Alyssa Rosenberg, the most nuanced, least predictable critic addressing art in through this lens, nailed its excesses in a piece with the provocative title ‘What liberal culture critics have in common with Ted Cruz,”  written after the Texas Senator, Republican presidential hopeful, and jingoistic buffoon publicly claimed to have sworn off rock music for country after finding rock’s response to 9/11 wanting. “If Cruz has erred,” Rosenberg writes, “he’s made a mistake that some on the extreme opposite of the political spectrum share as well: trying to fit culture neatly into established cultural positions, rather than embracing art’s power to transcend them.” To the Activists, transcendence is not in art’s remit. A work says exactly what it says, no more and no less, and can be judged, embraced, or rejected accordingly, as can the artist who made it. Critic Ken Parille has dubbed this mentality Millennial Literalism, referring to the perceived age group of many of its adherents, but don’t let the M-word reduce the point being made to the quintillionth “what’s the matter with kids today” argument made since the dawn of time. Audiences of every age and political persuasion flatten art’s multivalent magic into something easier to handle—and far less worthwhile as a result.

THE PURISTS

 

Various house sigils in Game of Thrones.
Various house sigils in Game of Thrones.

From millennial literalists to Biblical literalists, or in this case, biblical with a lowercase “b.” Of our four groups, the Purists are perhaps the best situated for claiming to be objectively correct about art using their metric of choice: All they have to do is open a book. An adaptation’s fidelity to its source material is their primary concern—an increasingly common one, given the pop-cultural primacy of Game of Thrones, 50 Shades of Grey, the Marvel Cinematic Universe, and other works drawn from preexisting, massively popular, widely accessible texts. If the adaptation deviates, it’s doing something wrong, and chapter-and-verse citations from the original may be proffered as evidence. Time’s James Poniewozik summed the mentality up in four words: “The Book Was Better.”

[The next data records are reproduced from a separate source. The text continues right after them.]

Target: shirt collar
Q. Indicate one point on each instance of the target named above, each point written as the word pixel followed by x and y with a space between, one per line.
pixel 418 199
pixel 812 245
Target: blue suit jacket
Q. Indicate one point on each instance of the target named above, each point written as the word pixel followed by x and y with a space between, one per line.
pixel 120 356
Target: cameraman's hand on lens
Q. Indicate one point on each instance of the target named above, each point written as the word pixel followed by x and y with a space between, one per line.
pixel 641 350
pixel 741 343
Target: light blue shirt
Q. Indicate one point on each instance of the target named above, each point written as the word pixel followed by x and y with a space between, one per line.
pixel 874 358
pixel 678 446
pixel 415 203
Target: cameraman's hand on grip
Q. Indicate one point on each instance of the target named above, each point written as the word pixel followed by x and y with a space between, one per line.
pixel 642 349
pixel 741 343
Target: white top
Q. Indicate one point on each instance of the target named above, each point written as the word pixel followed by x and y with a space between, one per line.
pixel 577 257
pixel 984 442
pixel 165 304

It shouldn’t surprise us that the Purists are primarily fans of genre stories — fantasy, science fiction, superhero comics, pornographic fanfiction. Yes, nerd culture has taken over mainstream culture almost entirely (sports will always be the great exception to geek hegemony). But as O’Brien asserts to Winston in 1984, an increase in power by the ruling class drives it to become more, not less, intolerant of dissent. Purists demand respect above all else, and filmmaker fealty to the fictions that have shaped their reality is a must. I wish I could remember who joked to me that Kenneth Branagh had more leeway to reinterpret Hamlet than he did with Thor, but that’s about the size of it.

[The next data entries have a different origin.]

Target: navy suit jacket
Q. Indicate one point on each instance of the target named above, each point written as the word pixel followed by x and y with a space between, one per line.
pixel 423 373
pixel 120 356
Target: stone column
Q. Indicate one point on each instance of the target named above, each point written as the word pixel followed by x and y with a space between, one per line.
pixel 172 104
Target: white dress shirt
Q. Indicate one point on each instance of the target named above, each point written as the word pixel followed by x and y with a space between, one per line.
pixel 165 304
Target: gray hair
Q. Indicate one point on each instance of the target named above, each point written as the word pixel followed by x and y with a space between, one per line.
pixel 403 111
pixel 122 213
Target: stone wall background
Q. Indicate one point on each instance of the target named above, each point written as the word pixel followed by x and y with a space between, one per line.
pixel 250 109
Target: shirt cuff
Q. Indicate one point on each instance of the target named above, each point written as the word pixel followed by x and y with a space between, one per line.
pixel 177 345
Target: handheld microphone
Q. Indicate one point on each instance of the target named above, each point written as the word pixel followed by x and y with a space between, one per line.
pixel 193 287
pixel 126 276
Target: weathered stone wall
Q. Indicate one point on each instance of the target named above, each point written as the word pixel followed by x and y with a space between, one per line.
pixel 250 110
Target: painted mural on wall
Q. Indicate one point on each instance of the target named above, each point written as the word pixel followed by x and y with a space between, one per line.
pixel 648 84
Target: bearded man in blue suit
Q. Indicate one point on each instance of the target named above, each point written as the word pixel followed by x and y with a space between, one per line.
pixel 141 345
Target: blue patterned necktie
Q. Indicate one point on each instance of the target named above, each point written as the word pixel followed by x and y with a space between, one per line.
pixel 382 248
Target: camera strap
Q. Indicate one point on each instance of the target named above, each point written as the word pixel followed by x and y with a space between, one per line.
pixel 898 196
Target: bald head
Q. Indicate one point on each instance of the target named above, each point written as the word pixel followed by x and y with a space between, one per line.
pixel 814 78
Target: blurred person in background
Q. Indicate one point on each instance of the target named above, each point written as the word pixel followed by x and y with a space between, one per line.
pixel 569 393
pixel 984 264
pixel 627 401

The nerds’ close cousins, the wonks, are a vital and growing constituency for the Purist ranks, as seen in the explosion of “What [Title] Gets Wrong About [Topic]” thinkpieces that crop up in the wake of every New Big Thing. Here, the source material is not a copy of A Feast for Crows or Outlander, but the real world itself. Science fiction films are judged harshly for shaky science, romantic fantasies are criticized for failing to reflect sexual realities, et cetera. But fiction and fantasies deviate from fact by definition—that’s what makes them fiction and fantasies. A reflexive mental addition of “What This Article Gets Wrong About Narrative Art” as a subtitle for every piece that follows that formula is a must for the informed reader.

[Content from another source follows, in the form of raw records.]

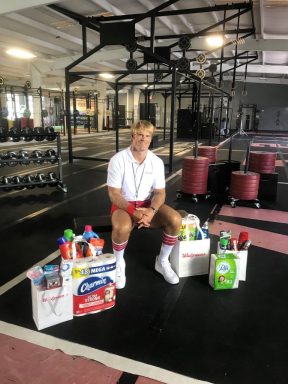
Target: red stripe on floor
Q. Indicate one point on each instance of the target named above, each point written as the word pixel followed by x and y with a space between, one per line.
pixel 264 145
pixel 22 362
pixel 280 163
pixel 264 239
pixel 255 214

 Source-material fundamentalists, meanwhile, would do well to ask themselves if Francis Ford Coppola’s The Godfather is a poorer film because crooner Johnny Fontane lost the main-character status he had in Mario Puzo’s book, or if Steven Spielberg’s Jaws would have been improved had author Peter Benchley’s subplots involving the Richard Dreyfus character coming on to Chief Brody’s wife, or the mafia killing Brody’s cat in front of his kid, stayed intact. Different storytelling mediums have different needs, and moreover the people responsible for translating a work from one such medium to another can and should have ideas of their own. Change is a morally neutral phenomenon. The mere fact of change doesn’t inherently indicate anything about the quality of the adaptation, or the character of the artist responsible for it.

THE PARTISANS

Holmes and Moriarty kiss in an attempt to appease the partisan community on Sherlock. (BBC)
Holmes and Moriarty kiss in an attempt to appease the partisan community on Sherlock. (BBC)

The post-blog, post-social-media explosion of pop-cultural community and comment on the Internet has given rise to fan subgroups with highly specialized interests regarding the art they consume, and each such subgroup has its own cutesy nickname. Shippers pull for specific romantic relationships—some that actually exist in the story, some that are hoped for, others that are functionally impossible—between characters. Stans, like their real-person-superfan equivalents, celebrate their favorite characters, often with near-religious (if self-aware) fervor, and dislike those perceived as rivals. Bad Fans (male and female editions) lionize flawed, antiheroic, or straight-up villainous characters, excusing or even endorsing their bad behavior and attacking characters (and actors!) who call them out.

 Whether these Partisans congregate on tumblr, deviantArt, fanfic message boards, or the comment threads on any mainstream-media Breaking Bad recap, the view of art from where they’re sitting is crystal clear: A work succeeds when it does right by their flawless fave and fails when it doesn’t. The Partisans often locate that failure in the hearts and souls of showrunners, who in their perceived mishandling of the issue at hand reveal hidden hatred for the very characters and relationships it is their job to shepherd.

The real failure here, though, is one of audience empathy with the artist. All of us have characters we love, hook-ups we wish could happen, and moments of vicarious delight over dirty deeds. But when we run art primarily or exclusively through these personal filters, we lose our shot at experiencing the ideas and emotions of another person, the artist — one of the great gifts art gives us. We insist that art accommodates our headspace, rather than embracing the tiny transcendence of leaving ourselves behind and meeting art where it lives.

That’s not necessarily exactly where the artist wants it to be, mind you. Partisans of authorial intent über alles are just as misguided as their counterparts, in that the expressed opinion of a work’s creator regarding her goals is not the final word on her creation’s effect and value. Art exists in the ineffable space between artist an audience, in the interaction between the artist’s ideas, their execution of those ideas in the work, and the audience’s reception of the work, itself shaped and fueled by ideas of their own. Far too many variables are at play for either the artist or the audience to ever find firm ground. Art is a leap of faith.

 And you simply can’t make that leap if you’re sure where you’re gonna land. Theorists, Activists, Purists, and Partisans are all searching for a way to feel confident that art can be right or wrong; that the artists who make it are in turn right or wrong, and can be praised or condemned accordingly; and that you, the critic, can be right or wrong and praised or condemned in turn. Each approach has its benefits—in particular I believe all art is political and must be considered and addressed as such. And in an era of crushing anxiety, the certainty offered by each approach is a reassuring lure. But each approach is ultimately reductive and, if no further steps to interrogate the work and one’s feelings about it are taken, contrary to what art and criticism are. Art is big and messy. Making it, consuming it, talking about it—these are inherently risky propositions.

If we’re ever to do anything worthwhile with it, the risk must be embraced.